Digital terrestrial television in Bulgaria began on November, 2004 in Sofia, Bulgaria with the launch of a free-to-air platform. Ever since then the Digital terrestrial tv network has grown to have networks all over Bulgaria.

History 
Bulgaria launched a free-to-air platform on Sofia region, starting in November 2004. The Communications Regulatory Commission (CRC) has said that it received 6 bids for the licence to build and operate Bulgaria's two nationwide DTT networks.

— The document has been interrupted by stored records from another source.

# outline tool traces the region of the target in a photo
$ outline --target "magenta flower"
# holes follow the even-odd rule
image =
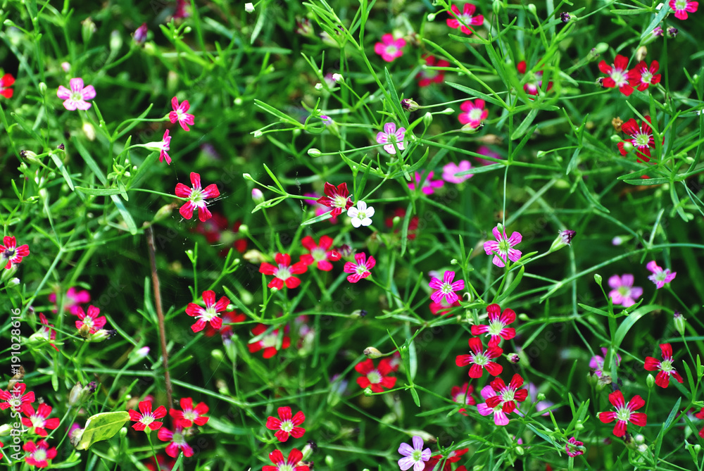
[[[501,232],[498,232],[498,226],[491,230],[491,233],[496,240],[489,240],[484,242],[484,252],[486,255],[494,254],[494,264],[497,267],[505,266],[508,260],[517,262],[521,258],[522,253],[520,250],[514,249],[515,246],[521,243],[523,236],[520,232],[513,232],[510,237],[506,237],[505,228],[502,228]]]
[[[465,34],[471,34],[473,32],[467,26],[479,26],[484,24],[484,16],[477,15],[472,16],[477,7],[472,4],[465,4],[462,13],[456,5],[452,6],[452,11],[448,12],[451,18],[448,18],[447,25],[451,28],[460,28]],[[461,20],[461,23],[460,23]]]
[[[636,300],[643,295],[643,288],[633,286],[633,282],[634,277],[630,273],[621,277],[615,275],[609,278],[609,286],[612,288],[609,291],[611,302],[624,308],[635,304]]]
[[[394,34],[386,34],[382,37],[382,42],[374,45],[374,51],[382,56],[386,62],[394,61],[403,55],[403,46],[406,39],[402,37],[394,39]]]
[[[678,20],[686,20],[689,11],[693,13],[699,8],[698,1],[689,1],[689,0],[670,0],[670,8],[674,10],[674,18]]]
[[[455,291],[465,289],[465,281],[459,280],[453,282],[452,280],[454,279],[455,272],[447,270],[445,272],[445,276],[443,277],[442,281],[439,278],[435,277],[430,280],[428,286],[436,290],[430,295],[430,299],[433,300],[433,302],[439,303],[440,300],[444,298],[446,303],[452,304],[459,299],[455,294]]]
[[[415,186],[420,184],[420,191],[423,192],[423,194],[432,194],[435,192],[434,189],[440,188],[445,184],[445,182],[442,180],[432,180],[434,174],[434,172],[428,172],[428,176],[424,177],[423,174],[416,172],[415,176],[415,183],[409,183],[409,189],[414,191],[415,189]]]
[[[69,111],[75,110],[87,110],[91,107],[91,103],[86,100],[91,100],[95,98],[95,89],[93,85],[83,87],[83,79],[73,78],[69,82],[69,90],[63,85],[58,86],[56,96],[63,99],[63,107]]]
[[[399,127],[396,130],[395,123],[387,123],[384,125],[384,131],[377,134],[377,142],[386,144],[384,150],[391,154],[395,154],[396,148],[399,151],[406,149],[403,146],[403,138],[406,137],[406,128]],[[394,146],[394,144],[396,144]]]
[[[648,279],[655,284],[655,287],[658,289],[664,287],[665,283],[670,283],[674,280],[674,277],[677,275],[677,272],[671,272],[670,268],[662,270],[658,266],[658,263],[654,260],[648,262],[646,268],[653,273],[648,277]]]
[[[171,121],[172,123],[178,121],[178,123],[181,125],[181,127],[182,127],[184,131],[190,131],[191,129],[187,125],[191,125],[192,126],[195,116],[186,113],[188,111],[188,108],[191,107],[191,106],[188,104],[188,100],[184,100],[180,105],[178,104],[178,99],[174,96],[171,99],[171,107],[174,109],[174,111],[169,112],[169,120]]]
[[[193,188],[189,188],[182,183],[176,184],[176,196],[188,199],[179,209],[179,213],[184,219],[190,219],[193,217],[193,211],[198,209],[198,218],[205,222],[213,217],[213,214],[208,210],[206,200],[217,198],[220,196],[220,191],[214,183],[205,189],[202,188],[201,175],[195,172],[191,172],[191,184],[193,184]]]

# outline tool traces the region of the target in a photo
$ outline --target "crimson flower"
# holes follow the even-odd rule
[[[181,125],[181,127],[183,128],[184,131],[190,131],[190,128],[187,125],[193,125],[194,116],[193,115],[189,115],[187,111],[188,108],[191,107],[188,104],[188,100],[184,100],[181,102],[181,104],[178,104],[178,99],[174,96],[171,99],[171,107],[174,109],[173,111],[169,113],[169,120],[172,123],[178,121],[178,123]]]
[[[670,377],[673,377],[677,382],[682,382],[682,377],[672,366],[672,346],[670,344],[660,344],[662,351],[662,360],[659,361],[652,356],[646,357],[645,368],[648,371],[658,371],[655,376],[655,384],[666,388],[670,385]]]
[[[178,212],[184,219],[190,219],[193,217],[193,211],[197,208],[198,218],[203,222],[207,221],[213,214],[208,210],[206,200],[220,196],[218,187],[213,183],[203,189],[201,187],[201,175],[195,172],[191,172],[191,184],[193,185],[192,188],[189,188],[182,183],[176,184],[176,196],[188,199]]]
[[[139,403],[139,412],[130,409],[130,420],[137,422],[132,425],[135,430],[144,430],[149,427],[151,430],[158,430],[161,428],[163,422],[156,422],[157,419],[161,419],[166,415],[166,408],[160,406],[156,410],[152,412],[151,401],[142,401]]]
[[[516,320],[516,313],[513,309],[506,308],[501,313],[498,304],[489,304],[486,306],[486,312],[489,313],[489,325],[472,325],[472,335],[487,334],[491,336],[489,346],[498,346],[502,338],[510,340],[516,337],[516,329],[506,327]]]
[[[222,296],[216,303],[215,292],[208,290],[203,291],[203,302],[206,304],[205,308],[195,303],[189,303],[186,306],[186,313],[196,319],[191,329],[194,332],[199,332],[205,328],[206,323],[210,323],[211,327],[219,329],[222,326],[222,319],[218,313],[222,313],[227,308],[230,299]]]
[[[269,459],[275,465],[264,466],[262,471],[310,471],[310,469],[305,465],[298,465],[303,459],[303,454],[296,448],[289,452],[288,459],[284,459],[284,455],[278,450],[269,453]]]
[[[455,365],[462,367],[471,364],[469,373],[470,378],[481,378],[484,370],[486,370],[492,376],[501,374],[503,367],[492,360],[501,356],[503,350],[494,346],[489,346],[484,350],[482,341],[477,337],[470,339],[469,344],[472,353],[469,355],[458,355],[455,358]]]
[[[354,369],[362,375],[357,378],[357,384],[362,389],[368,387],[373,392],[384,392],[384,388],[390,389],[396,384],[396,379],[388,376],[392,368],[386,358],[382,358],[377,367],[374,366],[371,358],[367,358],[357,363]]]
[[[274,279],[269,282],[267,287],[281,289],[286,284],[287,288],[296,288],[301,284],[301,280],[294,275],[305,273],[308,265],[303,261],[291,265],[291,256],[288,253],[277,253],[274,256],[276,266],[271,263],[262,262],[259,267],[259,272],[264,275],[273,275]]]
[[[608,424],[616,420],[614,426],[614,435],[623,437],[626,434],[626,425],[631,422],[639,427],[645,427],[648,416],[642,412],[634,412],[646,405],[646,401],[637,394],[633,396],[629,402],[625,402],[623,393],[615,391],[609,394],[609,402],[616,408],[616,411],[600,412],[598,415],[599,420]]]
[[[298,427],[306,420],[303,412],[298,410],[291,417],[290,407],[279,407],[278,413],[278,419],[271,416],[267,417],[266,427],[270,430],[276,430],[274,435],[279,441],[286,441],[289,439],[289,435],[294,439],[299,439],[303,436],[306,429]]]

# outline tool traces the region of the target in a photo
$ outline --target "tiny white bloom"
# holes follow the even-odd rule
[[[372,224],[374,208],[367,207],[364,201],[358,201],[356,208],[352,206],[347,210],[347,215],[352,218],[352,225],[355,227],[368,226]]]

A second licence tender for the operation of 3 DTT multiplexes was open until 27 May 2009. Following the closing of this process, Hannu Pro, part of Silicon Group, and with Baltic Operations has secured the license to operate three DTT multiplexes in Bulgaria by the country's Communications Regulatory Commission (CRC) Bulgaria completed the transition to digital broadcasting in September 2013.

Simulcast 
First regular digital broadcast started on 1 March 2013. Analog broadcasting will be definitely terminated at 1 September 2013.
The Simulcast period (time between digital broadcast switch-on and analog broadcast switch-off) will allow people time to buy new integrated Digital TVs or set-top boxes. On 30 September 2013 the simulcast period was officially put to an end.

Technical information 
Standards chosen are DVB-T and MPEG4 AVC/H.264 compression format. DVB-T2 will not be used for now.